"História da Menina Perdida" de Elena Ferrante corresponde ao quarto e último volume da tetralogia "A amiga genial" e completa a história de uma amizade de vida inteira vista pelos olhos da amiga que se tornou culta e escritora mas que nunca deixou de ter uma admiração e até talvez um complexo de inferioridade face a outra companheira que apesar de não ter tido a mesma oportunidade de estudo lutou com todas as forças para sobreviver, ascender socialmente e revoltada criar um mundo à sua medida à sua volta e enfrentar dificuldades pessoais difíceis de ultrapassar.
Neste livro, após uma primeira metade ainda muito novelesca com amores e ódios, percursos políticos e sociais, bem como conflitos típicos da cidade berço da obra, não só das personagens que acompanhámos nos volumes anteriores, mas também agora dos seus filhos que assim passam de crianças a adolescentes a jovens; segue-se uma segunda parte mais instrospetiva, madura, com reflexões sobre a vida e marcada pelas desilusões, visualização da repetição dos mesmos erros nos mais novos após o calo e o saber dos mais velhos, as relações sociais, a amizade, os problemas socioeconómicos dos desfavorecidos, a corrupção económica e social na Itália e uma descrição nostálgica do que é Nápoles, bem como as mudanças de estilo de vida desde os anos 1990 até à atualidade fecham o ciclo.
Ideologicamente o livro já não promove um idealismo de esquerda, neste campo também com o tempo muitos se acomodam e torna-se evidente que certos ídolos tinham pés de barro e eram oportunistas de uma classe com privilégios que não estão dispostos a prescindir, apesar do discurso solidário. A escrita também se adapta à idade da pretensa narradora, tornando-se ela mesmo mais madura.
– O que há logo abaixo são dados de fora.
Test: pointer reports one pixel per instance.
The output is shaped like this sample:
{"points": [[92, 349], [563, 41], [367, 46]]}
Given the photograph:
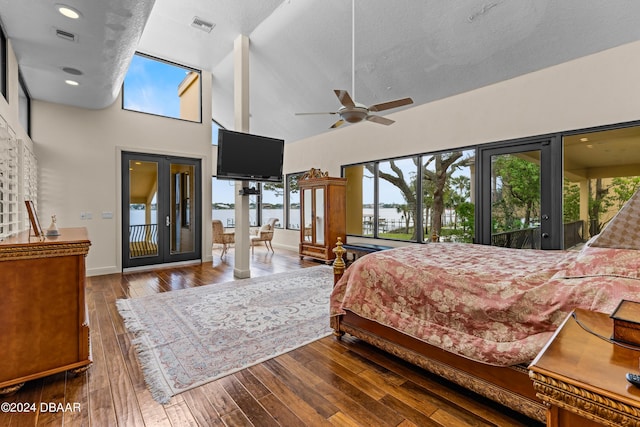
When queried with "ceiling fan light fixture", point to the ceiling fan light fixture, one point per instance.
{"points": [[68, 11], [353, 115]]}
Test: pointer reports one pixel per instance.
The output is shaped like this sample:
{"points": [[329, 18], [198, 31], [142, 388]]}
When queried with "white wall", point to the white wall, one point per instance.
{"points": [[79, 151], [595, 90], [9, 106]]}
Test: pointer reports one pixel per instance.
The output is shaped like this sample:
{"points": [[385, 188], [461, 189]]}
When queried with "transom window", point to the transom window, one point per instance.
{"points": [[162, 88]]}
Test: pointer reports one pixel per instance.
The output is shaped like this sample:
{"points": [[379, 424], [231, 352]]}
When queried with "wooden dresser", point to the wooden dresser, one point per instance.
{"points": [[582, 377], [43, 314]]}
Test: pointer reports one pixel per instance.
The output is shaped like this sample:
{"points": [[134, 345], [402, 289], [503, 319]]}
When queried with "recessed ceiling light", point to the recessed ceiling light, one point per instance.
{"points": [[68, 11]]}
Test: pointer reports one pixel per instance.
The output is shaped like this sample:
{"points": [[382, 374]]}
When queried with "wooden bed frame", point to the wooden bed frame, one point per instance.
{"points": [[509, 386]]}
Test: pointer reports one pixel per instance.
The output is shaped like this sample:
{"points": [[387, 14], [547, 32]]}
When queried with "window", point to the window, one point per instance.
{"points": [[3, 64], [293, 201], [383, 197], [272, 202], [24, 105], [223, 201], [397, 204], [447, 202], [161, 88], [268, 204]]}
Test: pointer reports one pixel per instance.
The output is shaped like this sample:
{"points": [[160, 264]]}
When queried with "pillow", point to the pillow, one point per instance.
{"points": [[593, 261], [623, 231]]}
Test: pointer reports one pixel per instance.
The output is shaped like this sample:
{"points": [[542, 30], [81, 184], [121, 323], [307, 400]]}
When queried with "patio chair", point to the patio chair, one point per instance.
{"points": [[221, 237], [264, 234]]}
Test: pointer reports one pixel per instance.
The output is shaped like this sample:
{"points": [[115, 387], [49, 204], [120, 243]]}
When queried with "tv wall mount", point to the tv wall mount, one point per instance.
{"points": [[249, 191]]}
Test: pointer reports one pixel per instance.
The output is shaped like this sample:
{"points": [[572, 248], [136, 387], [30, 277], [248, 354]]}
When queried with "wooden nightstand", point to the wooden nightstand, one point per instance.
{"points": [[582, 377]]}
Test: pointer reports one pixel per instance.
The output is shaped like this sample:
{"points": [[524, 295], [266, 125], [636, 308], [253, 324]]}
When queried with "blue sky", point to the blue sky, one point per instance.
{"points": [[151, 86]]}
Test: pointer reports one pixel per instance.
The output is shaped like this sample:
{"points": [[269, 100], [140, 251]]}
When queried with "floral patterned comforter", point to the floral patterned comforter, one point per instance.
{"points": [[494, 305]]}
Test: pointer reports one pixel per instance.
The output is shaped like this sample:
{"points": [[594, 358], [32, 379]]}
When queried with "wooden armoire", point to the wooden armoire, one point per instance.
{"points": [[323, 215], [43, 312]]}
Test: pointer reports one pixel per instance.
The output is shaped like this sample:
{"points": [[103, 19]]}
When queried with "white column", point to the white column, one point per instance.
{"points": [[241, 109]]}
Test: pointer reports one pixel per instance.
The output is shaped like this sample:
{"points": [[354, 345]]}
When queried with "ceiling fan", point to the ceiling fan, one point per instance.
{"points": [[354, 112]]}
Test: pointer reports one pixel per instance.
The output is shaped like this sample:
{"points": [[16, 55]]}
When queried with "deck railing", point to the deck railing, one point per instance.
{"points": [[529, 238], [143, 240]]}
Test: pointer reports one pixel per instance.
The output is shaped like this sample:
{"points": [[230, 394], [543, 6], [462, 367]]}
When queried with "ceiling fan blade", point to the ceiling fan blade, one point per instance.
{"points": [[345, 98], [337, 124], [381, 120], [308, 114], [391, 104]]}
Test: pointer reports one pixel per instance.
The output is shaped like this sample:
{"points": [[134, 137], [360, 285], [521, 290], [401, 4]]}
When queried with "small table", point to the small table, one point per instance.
{"points": [[582, 377], [360, 249]]}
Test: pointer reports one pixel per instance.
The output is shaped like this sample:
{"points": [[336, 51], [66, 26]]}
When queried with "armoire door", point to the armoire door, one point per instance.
{"points": [[161, 199]]}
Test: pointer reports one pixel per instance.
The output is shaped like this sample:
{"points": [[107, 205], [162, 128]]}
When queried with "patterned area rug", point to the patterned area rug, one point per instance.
{"points": [[189, 337]]}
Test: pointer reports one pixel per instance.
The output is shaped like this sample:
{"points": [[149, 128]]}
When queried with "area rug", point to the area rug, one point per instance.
{"points": [[189, 337]]}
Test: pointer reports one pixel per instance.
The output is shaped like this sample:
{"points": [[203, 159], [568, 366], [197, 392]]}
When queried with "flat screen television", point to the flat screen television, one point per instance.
{"points": [[247, 157]]}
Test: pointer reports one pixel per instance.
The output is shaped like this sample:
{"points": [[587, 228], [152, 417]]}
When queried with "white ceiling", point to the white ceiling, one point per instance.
{"points": [[301, 50]]}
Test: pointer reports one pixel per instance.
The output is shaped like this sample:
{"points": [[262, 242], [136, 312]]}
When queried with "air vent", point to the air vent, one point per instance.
{"points": [[66, 35], [201, 24], [71, 70]]}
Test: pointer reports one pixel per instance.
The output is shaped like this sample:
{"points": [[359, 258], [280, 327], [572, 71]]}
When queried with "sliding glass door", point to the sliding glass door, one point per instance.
{"points": [[520, 199], [161, 199]]}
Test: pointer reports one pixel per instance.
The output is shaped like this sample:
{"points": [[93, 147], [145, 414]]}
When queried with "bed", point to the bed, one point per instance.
{"points": [[477, 315]]}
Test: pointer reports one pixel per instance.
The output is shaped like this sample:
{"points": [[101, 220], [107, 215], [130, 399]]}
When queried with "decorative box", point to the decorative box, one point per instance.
{"points": [[626, 322]]}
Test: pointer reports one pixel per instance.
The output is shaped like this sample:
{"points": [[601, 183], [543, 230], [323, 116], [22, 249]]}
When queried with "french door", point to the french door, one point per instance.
{"points": [[161, 201], [520, 198]]}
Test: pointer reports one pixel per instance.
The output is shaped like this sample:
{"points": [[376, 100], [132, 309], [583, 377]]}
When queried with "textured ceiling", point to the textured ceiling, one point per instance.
{"points": [[301, 50]]}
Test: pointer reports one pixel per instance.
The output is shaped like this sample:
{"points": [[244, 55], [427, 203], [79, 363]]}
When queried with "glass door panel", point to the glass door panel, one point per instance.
{"points": [[307, 217], [319, 216], [515, 200], [160, 202], [182, 215], [143, 209], [520, 201]]}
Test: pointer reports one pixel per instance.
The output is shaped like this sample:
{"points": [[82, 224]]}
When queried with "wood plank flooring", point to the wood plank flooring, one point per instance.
{"points": [[329, 382]]}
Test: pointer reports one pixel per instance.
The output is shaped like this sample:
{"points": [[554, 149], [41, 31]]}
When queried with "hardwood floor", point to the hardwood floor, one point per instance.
{"points": [[329, 382]]}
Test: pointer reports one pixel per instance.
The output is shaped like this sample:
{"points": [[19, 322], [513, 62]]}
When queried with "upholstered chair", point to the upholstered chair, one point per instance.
{"points": [[264, 234], [221, 237]]}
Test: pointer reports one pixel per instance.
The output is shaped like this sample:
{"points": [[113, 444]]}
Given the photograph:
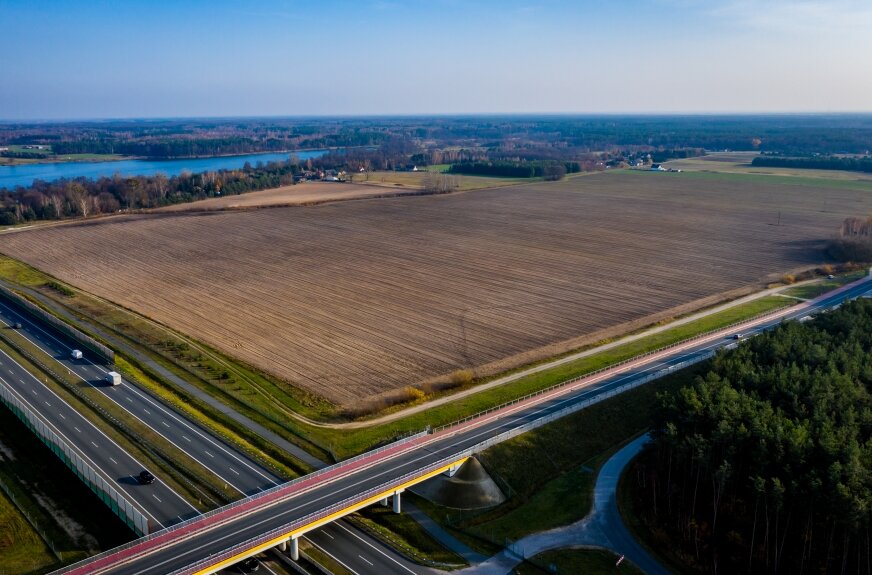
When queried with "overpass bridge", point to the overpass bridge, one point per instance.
{"points": [[279, 516]]}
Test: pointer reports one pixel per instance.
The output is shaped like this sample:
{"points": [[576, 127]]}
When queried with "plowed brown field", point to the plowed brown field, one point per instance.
{"points": [[353, 299]]}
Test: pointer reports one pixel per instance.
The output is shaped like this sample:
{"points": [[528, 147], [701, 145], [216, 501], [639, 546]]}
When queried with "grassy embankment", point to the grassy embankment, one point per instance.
{"points": [[550, 472], [405, 535], [767, 179], [48, 157], [274, 403], [63, 515], [177, 469], [813, 290]]}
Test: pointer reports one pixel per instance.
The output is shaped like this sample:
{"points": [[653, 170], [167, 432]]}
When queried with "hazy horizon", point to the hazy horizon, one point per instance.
{"points": [[280, 58]]}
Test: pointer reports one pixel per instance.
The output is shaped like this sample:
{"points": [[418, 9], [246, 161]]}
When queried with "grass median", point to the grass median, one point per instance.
{"points": [[181, 473]]}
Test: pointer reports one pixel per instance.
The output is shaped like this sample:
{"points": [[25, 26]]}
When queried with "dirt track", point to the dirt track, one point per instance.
{"points": [[354, 299]]}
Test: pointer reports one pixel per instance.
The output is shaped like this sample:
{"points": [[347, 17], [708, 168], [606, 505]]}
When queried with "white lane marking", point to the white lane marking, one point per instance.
{"points": [[99, 431], [367, 543], [172, 415], [71, 443], [330, 555]]}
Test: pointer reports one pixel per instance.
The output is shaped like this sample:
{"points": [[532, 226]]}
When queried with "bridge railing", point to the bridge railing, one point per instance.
{"points": [[250, 502], [312, 518]]}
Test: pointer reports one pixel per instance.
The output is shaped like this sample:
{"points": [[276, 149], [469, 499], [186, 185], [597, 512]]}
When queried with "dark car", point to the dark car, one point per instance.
{"points": [[145, 478]]}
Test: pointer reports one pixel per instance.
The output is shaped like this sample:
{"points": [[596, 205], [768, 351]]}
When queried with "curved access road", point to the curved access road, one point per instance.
{"points": [[208, 543]]}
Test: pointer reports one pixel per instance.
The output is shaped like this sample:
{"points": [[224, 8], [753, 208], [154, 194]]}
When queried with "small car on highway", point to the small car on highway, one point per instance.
{"points": [[145, 478]]}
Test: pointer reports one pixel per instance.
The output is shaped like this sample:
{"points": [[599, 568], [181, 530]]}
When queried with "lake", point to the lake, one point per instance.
{"points": [[11, 176]]}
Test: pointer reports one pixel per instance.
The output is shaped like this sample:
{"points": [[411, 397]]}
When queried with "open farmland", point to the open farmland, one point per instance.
{"points": [[354, 299], [301, 194]]}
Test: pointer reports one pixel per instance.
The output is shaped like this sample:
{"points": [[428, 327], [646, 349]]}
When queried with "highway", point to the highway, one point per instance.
{"points": [[157, 501], [358, 552], [244, 528]]}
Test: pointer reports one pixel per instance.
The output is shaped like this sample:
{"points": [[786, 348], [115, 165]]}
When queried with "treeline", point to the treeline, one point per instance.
{"points": [[658, 156], [22, 155], [850, 163], [547, 170], [190, 147], [62, 199], [170, 148], [765, 464]]}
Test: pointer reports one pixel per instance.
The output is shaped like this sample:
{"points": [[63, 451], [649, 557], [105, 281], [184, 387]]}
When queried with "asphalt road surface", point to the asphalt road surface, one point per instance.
{"points": [[360, 553], [211, 538]]}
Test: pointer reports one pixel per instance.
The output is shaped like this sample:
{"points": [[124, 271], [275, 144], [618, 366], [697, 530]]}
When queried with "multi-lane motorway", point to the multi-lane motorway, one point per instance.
{"points": [[163, 506], [204, 540]]}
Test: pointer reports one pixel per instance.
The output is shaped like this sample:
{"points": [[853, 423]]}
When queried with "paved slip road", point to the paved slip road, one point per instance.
{"points": [[212, 537], [360, 553]]}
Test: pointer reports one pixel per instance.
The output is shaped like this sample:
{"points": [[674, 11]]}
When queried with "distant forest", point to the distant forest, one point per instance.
{"points": [[764, 465], [545, 147], [82, 197], [850, 163], [503, 137]]}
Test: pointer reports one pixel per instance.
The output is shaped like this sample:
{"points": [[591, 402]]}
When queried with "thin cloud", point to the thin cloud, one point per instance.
{"points": [[797, 16]]}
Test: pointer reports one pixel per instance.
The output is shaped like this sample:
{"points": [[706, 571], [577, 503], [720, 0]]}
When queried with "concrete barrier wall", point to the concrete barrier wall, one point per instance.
{"points": [[102, 488], [96, 349]]}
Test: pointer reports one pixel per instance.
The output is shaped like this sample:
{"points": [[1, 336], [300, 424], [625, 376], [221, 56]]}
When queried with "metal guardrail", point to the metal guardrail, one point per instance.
{"points": [[252, 501], [286, 529], [100, 486], [387, 486], [598, 371]]}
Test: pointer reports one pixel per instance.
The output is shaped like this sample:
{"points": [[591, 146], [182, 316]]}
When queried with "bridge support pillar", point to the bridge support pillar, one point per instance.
{"points": [[295, 548]]}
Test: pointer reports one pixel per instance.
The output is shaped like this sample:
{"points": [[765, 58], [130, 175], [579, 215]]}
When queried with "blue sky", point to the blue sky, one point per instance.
{"points": [[98, 59]]}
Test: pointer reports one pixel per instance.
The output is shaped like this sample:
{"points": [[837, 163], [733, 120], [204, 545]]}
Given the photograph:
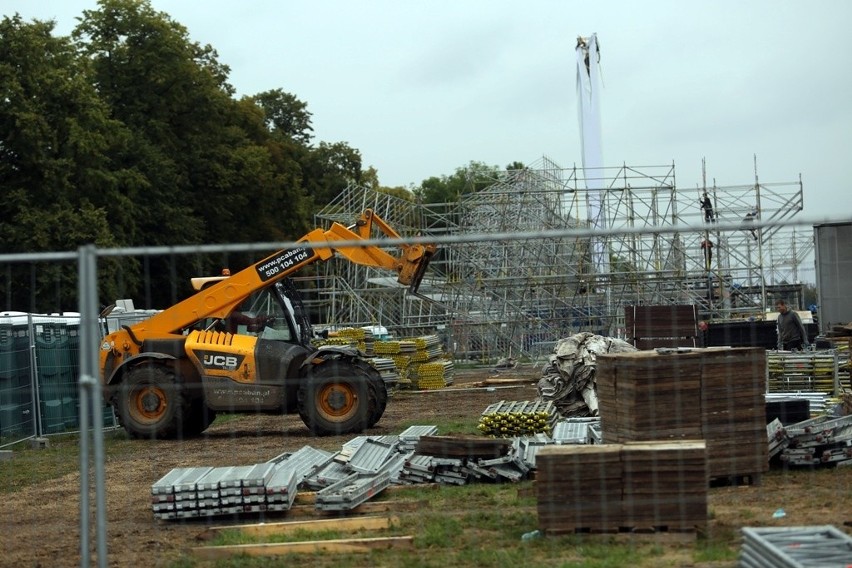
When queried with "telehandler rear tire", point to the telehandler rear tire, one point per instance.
{"points": [[150, 404]]}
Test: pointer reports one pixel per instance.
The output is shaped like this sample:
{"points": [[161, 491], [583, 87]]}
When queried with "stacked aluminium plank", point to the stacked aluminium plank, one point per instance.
{"points": [[715, 394]]}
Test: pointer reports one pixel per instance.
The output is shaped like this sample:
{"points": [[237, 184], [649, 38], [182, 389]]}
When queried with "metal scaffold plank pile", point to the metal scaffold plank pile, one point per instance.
{"points": [[803, 371], [659, 486], [822, 546], [824, 440]]}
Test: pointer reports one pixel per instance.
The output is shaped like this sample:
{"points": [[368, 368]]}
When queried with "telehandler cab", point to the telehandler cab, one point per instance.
{"points": [[242, 343]]}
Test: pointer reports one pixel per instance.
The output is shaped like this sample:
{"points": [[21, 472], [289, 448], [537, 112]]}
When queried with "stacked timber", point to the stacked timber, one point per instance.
{"points": [[714, 394], [733, 411], [637, 487], [578, 489], [665, 484]]}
São inclusive dadas explicações do essencial da obra de uma forma indireta, isto quando se abprdam o conteúdo de publicações da narradora a falar da amizade, surgindo assim objetivos dos livros dentro do livro que não são mais que a tradução dos da tetralogia, numa perspetiva de alguém que os expõe arreigada a valores humanos fortes, mas libertos de tabus religiosos e pudores tradicionais muito característicos de alguém que viveu a revolução sexual dos anos 1960/70. Valeu a pena a maratona.